SANFL Player Focus: Tom Scully (West Adelaide)

YOU would be hard pressed to find a more in-form key forward around the country than West Adelaide’s Tom Scully. The 201cm bigman has been on fire over the last three weekends of SANFL Under 18s footy, booting 20 goals to consolidate a season average of 5.5 per his four games.

In his latest outing, the 17-year-old snared another seven majors and helped his Bloods run over the top of Woodville-West Torrens on Thursday night. His strengths lie aerially and in shrewd leading patterns, which were on full show in the Round 4 performance we put under our Player Focus microscope.

West Adelaide-logoWest AdelaideKey Forward

Tom Scully

Height: 203cm

Weight: 89kg

DOB: 02-11-2004

Strengths:
Improvements:
Draft range: Pick 40-60

2022 Averages: 4 games | 12.0 disposals, 7.5 marks (4.5 contested), 0.8 inside 50s, 5.5 goals (22 total)

SANFL UNDER 18s ROUND 4
West Adelaide 13.14 (92) def. Woodville-West Torrens 13.3 (81)
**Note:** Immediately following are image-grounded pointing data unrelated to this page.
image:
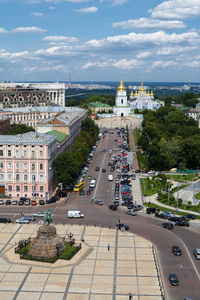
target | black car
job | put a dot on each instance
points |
(113, 207)
(168, 225)
(161, 215)
(182, 223)
(176, 250)
(175, 219)
(189, 217)
(5, 220)
(122, 225)
(82, 192)
(173, 279)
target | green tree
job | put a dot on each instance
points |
(19, 129)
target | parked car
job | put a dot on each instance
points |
(5, 220)
(15, 202)
(82, 192)
(173, 279)
(22, 221)
(113, 207)
(168, 225)
(131, 212)
(38, 214)
(99, 202)
(176, 250)
(122, 225)
(160, 215)
(29, 218)
(138, 207)
(196, 253)
(88, 192)
(182, 223)
(189, 217)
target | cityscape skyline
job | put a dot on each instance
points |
(100, 40)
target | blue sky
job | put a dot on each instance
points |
(100, 40)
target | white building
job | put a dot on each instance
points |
(121, 107)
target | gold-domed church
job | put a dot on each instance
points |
(141, 99)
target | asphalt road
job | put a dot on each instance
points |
(186, 266)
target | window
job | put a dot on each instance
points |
(33, 177)
(25, 153)
(9, 176)
(16, 152)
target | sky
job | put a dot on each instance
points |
(100, 40)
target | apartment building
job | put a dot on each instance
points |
(26, 164)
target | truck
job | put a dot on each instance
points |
(75, 214)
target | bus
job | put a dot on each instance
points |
(78, 186)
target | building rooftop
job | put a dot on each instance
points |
(61, 137)
(29, 138)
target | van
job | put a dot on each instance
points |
(75, 214)
(110, 177)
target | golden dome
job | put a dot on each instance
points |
(142, 88)
(121, 87)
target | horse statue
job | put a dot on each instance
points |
(47, 217)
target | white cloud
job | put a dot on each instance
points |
(92, 9)
(143, 55)
(27, 30)
(176, 9)
(116, 2)
(60, 39)
(36, 14)
(149, 24)
(163, 64)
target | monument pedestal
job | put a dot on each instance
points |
(47, 244)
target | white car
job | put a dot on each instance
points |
(22, 221)
(38, 214)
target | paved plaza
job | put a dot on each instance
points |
(94, 273)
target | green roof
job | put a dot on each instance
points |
(98, 104)
(61, 137)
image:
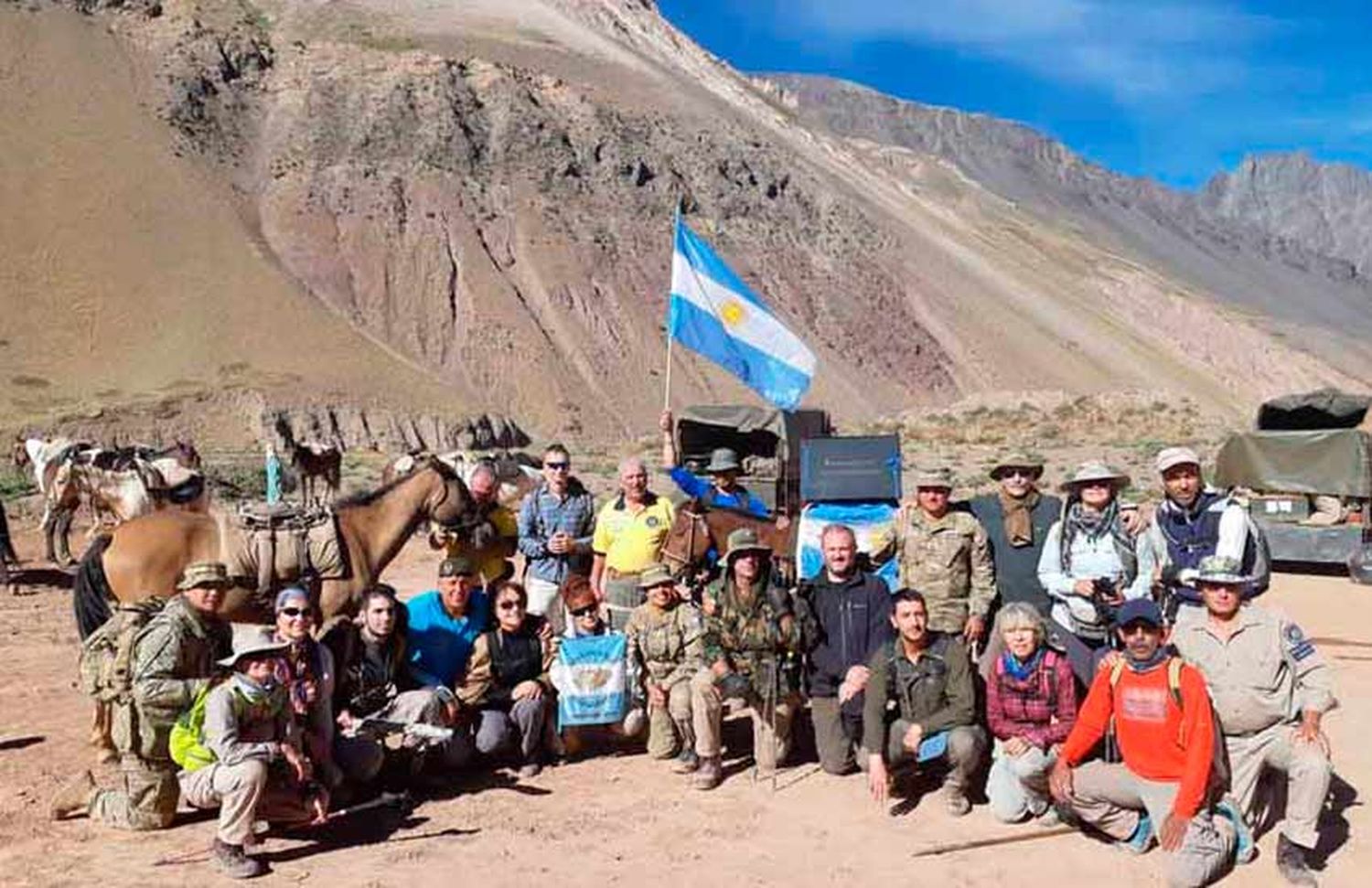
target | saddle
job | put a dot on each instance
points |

Stats: 16 disposals (15 kicks, 1 handball), 11 marks (8 contested), 2 hitouts, 2 inside 50s, 7 goals, 2 behinds

FIRST QUARTER

While opportunities were few and far between for the Westies tall forward in term one, he started off with a bang. As the Bloods exited the very first centre break, Scully came charging out to crash a pack at the top of his side’s forward 50 in a signal of intent.

With no real marking opportunity there, he got a small but valuable confidence boost shortly after, nominating for a couple of forward 50 ruck contests and sending consecutive hitouts down the throat of Kobe Ryan.
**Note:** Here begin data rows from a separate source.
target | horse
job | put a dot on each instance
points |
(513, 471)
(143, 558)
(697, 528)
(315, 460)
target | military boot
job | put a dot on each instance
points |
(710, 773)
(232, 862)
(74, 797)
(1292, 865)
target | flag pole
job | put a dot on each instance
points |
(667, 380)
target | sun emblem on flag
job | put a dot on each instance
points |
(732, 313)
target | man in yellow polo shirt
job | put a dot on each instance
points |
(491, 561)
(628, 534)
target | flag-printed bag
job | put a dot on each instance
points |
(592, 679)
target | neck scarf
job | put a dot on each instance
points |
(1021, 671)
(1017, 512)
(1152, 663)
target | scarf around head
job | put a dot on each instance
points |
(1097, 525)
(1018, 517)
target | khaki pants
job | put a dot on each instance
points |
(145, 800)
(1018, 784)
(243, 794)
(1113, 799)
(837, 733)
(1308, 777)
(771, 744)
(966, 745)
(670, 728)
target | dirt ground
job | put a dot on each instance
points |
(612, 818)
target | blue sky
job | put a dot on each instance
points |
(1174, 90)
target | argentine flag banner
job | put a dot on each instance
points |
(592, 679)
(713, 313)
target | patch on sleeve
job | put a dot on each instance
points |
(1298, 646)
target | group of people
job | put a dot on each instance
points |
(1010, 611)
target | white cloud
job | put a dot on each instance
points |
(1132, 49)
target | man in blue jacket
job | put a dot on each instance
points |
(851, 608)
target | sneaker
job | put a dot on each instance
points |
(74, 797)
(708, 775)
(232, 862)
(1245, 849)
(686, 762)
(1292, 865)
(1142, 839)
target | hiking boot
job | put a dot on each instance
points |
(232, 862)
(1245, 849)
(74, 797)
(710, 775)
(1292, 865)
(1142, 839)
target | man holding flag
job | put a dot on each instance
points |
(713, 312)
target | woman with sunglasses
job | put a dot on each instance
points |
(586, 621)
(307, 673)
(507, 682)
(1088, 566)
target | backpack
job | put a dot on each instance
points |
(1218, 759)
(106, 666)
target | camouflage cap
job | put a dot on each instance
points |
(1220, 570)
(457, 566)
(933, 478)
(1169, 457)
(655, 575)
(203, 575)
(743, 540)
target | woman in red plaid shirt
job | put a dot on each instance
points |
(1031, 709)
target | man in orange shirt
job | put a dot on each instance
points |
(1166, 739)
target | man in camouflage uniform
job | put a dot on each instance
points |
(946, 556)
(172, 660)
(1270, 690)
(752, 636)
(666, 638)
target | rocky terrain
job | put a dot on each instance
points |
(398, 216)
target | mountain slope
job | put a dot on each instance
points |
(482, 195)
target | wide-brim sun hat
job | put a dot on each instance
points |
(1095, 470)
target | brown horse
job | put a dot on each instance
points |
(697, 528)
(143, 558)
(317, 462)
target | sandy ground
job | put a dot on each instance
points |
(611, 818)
West Adelaide only put one goal on the board in the first 25 minutes, and it unsurprisingly came off the boot of Scully. The 17-year-old was leading well but saw a couple of teammates cut in front of him or take up his space. Nonetheless, he eventually found room inside 50 to mark and convert a 40-metre set shot after 21 minutes.

SECOND QUARTER

Though his side still trailed at the end of term two, Scully and the Bloods began to turn the scoring screws. The Westies bigman managed five shots on goal for the quarter; with one registering a behind, two going out on the full, and two sailing through the big sticks.

The forward 50 was Scully’s to patrol, with teammates clearing out his space and gaining deeper entries for the full forward to snaffle up on the lead. Scully was the final piece in most scoring chains, taking a couple of nice marks presenting at the ball carrier, but also being smart enough to peel off over the back whenever possible.
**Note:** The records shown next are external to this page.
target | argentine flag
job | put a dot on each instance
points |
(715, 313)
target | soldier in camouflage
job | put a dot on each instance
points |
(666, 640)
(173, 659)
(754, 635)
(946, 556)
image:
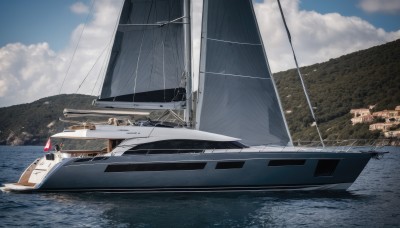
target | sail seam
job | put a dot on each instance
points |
(236, 75)
(233, 42)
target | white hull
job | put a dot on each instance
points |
(240, 172)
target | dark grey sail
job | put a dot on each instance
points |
(237, 94)
(146, 67)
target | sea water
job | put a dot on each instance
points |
(372, 201)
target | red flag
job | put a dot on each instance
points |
(47, 147)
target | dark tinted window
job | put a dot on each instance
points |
(182, 146)
(326, 167)
(285, 162)
(230, 165)
(155, 167)
(83, 159)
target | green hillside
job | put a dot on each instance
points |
(33, 123)
(355, 80)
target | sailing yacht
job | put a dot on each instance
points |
(234, 136)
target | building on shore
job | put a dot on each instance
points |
(387, 121)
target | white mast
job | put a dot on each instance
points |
(188, 62)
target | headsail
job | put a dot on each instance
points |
(146, 66)
(237, 94)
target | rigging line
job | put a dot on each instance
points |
(232, 42)
(109, 44)
(235, 75)
(300, 76)
(140, 52)
(101, 54)
(76, 47)
(98, 76)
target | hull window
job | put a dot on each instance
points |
(326, 167)
(155, 167)
(229, 165)
(286, 162)
(181, 146)
(83, 160)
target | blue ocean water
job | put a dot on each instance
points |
(372, 201)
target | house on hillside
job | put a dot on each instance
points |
(391, 134)
(391, 126)
(381, 126)
(386, 114)
(361, 115)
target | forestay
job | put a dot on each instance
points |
(237, 95)
(146, 66)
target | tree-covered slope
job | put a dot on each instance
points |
(33, 123)
(355, 80)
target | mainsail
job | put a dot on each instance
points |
(237, 94)
(146, 69)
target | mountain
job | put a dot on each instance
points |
(33, 123)
(356, 80)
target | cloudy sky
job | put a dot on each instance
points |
(39, 38)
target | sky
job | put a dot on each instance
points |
(40, 54)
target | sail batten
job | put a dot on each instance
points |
(237, 96)
(147, 59)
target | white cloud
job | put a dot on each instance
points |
(28, 73)
(380, 6)
(79, 8)
(316, 37)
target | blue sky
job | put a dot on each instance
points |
(34, 21)
(387, 21)
(38, 39)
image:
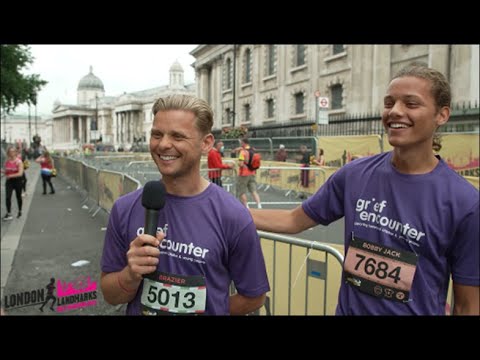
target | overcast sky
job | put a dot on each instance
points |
(122, 68)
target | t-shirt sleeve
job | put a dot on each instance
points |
(465, 254)
(241, 156)
(114, 256)
(247, 265)
(327, 204)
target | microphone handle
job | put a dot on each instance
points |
(151, 219)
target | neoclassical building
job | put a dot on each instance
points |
(261, 85)
(118, 120)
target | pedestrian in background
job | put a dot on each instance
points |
(246, 177)
(214, 161)
(281, 154)
(13, 171)
(411, 222)
(46, 168)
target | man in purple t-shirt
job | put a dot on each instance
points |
(205, 238)
(411, 222)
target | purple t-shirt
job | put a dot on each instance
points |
(432, 216)
(211, 234)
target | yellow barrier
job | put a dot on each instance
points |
(340, 149)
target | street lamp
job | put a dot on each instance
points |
(234, 82)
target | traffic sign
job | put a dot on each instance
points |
(323, 117)
(323, 102)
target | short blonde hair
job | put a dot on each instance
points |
(200, 108)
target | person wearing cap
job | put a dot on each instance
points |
(281, 154)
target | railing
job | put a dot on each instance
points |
(314, 288)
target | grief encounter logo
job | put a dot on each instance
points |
(56, 296)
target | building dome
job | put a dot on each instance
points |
(90, 82)
(176, 66)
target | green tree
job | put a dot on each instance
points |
(15, 87)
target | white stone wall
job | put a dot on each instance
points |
(363, 71)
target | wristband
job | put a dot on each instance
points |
(122, 287)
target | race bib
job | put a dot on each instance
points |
(171, 294)
(379, 270)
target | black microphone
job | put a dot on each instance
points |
(153, 200)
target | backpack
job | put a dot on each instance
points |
(254, 160)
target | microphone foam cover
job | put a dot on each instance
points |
(153, 196)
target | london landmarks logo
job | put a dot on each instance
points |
(56, 296)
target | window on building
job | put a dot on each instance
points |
(248, 66)
(271, 59)
(337, 96)
(247, 112)
(337, 49)
(270, 108)
(228, 71)
(300, 59)
(299, 103)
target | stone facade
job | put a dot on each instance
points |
(119, 120)
(275, 84)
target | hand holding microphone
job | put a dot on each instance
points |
(143, 259)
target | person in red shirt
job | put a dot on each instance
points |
(215, 162)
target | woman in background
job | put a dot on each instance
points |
(46, 167)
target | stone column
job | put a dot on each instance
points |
(381, 75)
(204, 82)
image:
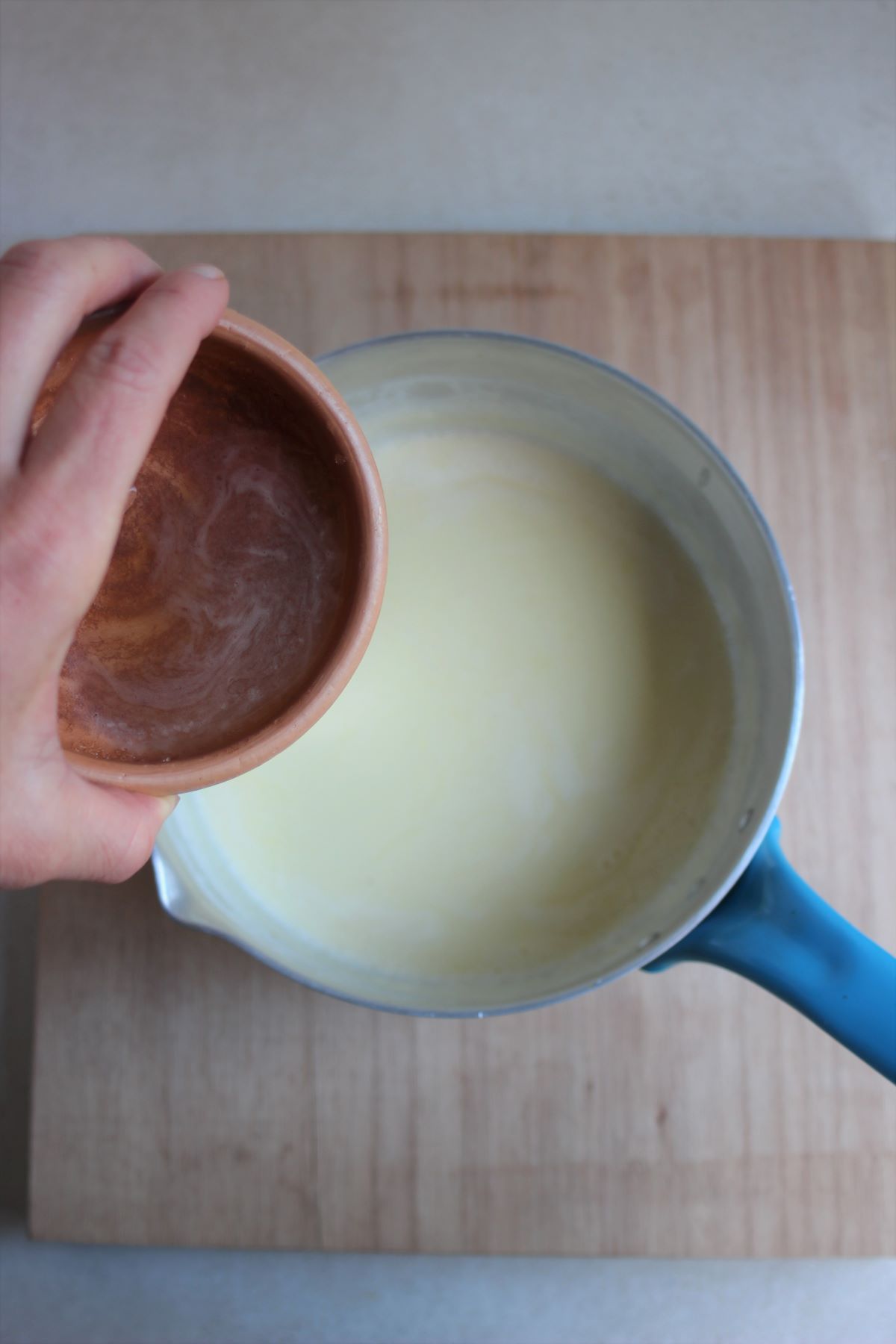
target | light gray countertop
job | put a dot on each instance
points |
(63, 1295)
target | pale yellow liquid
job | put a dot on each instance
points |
(531, 742)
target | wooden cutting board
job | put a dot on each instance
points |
(184, 1095)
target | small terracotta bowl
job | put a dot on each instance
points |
(247, 576)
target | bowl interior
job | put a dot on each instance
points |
(237, 570)
(645, 447)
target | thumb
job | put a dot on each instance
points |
(109, 833)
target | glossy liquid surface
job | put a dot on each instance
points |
(532, 741)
Some of his marks were reeled in with two bites, but counted nonetheless and allowed West Adelaide multiple opportunities to capitalise on its fluent transitional play. It helped Scully’s direct opponent was considerably shorter on the eye, but you can only beat who’s in front of you and the bigman did exactly that to notch 3.2 to half-time.

THIRD QUARTER

The third term saw Scully present a touch further afield, hitting up to centre half-forward having already proven his value as the final link in the chain at full forward. His reach really began to come to the fore, with a couple of overhead marks at full stretch on fast entries catching the eye.

He lacked a touch of composure in possession outside the arc as he bombed long to the hot spot, but those kinds of kicks tended to work in Westies’ favour anyway. Scully got on the board with three more goals, all from close range with his height proving near-impossible to combat.

Again, it was a case of taking advantage of opportunity and Scully had 6.2 next to his name heading into the final break, having played a big part in helping West Adelaide squeeze ahead on the scoreboard.

FOURTH QUARTER

There was only one goal left for Scully to kick in term four, and he did it via a familiar method. Reaching higher than anyone afield could, he plucked a two-grab mark from front position and slotted the 35-metre set shot for his seventh major.

He was thereabouts after that as West Adelaide continued to venture forward, but the hot footy meant Scully was not always afforded the right delivery he needed. His assets are his range and leading patterns, so being forced to dig up ground balls or engage in wrestles did not suit him.

You have to wonder how much Scully’s form has had to do with his pure size at Under 18s level, and such goalkicking form could see him tip the senior grades shortly. He could have hit double digits for goals with even better conversion, and there are still some areas for growth.

Going forward, to build on his already sound skillset, Scully can look to add some muscle to his frame and game to better cope with defenders who will engage him, and clunk his marks a touch more cleanly. Other than that, he plays to his strengths and can massively exploit them against players his own age. The potential is there.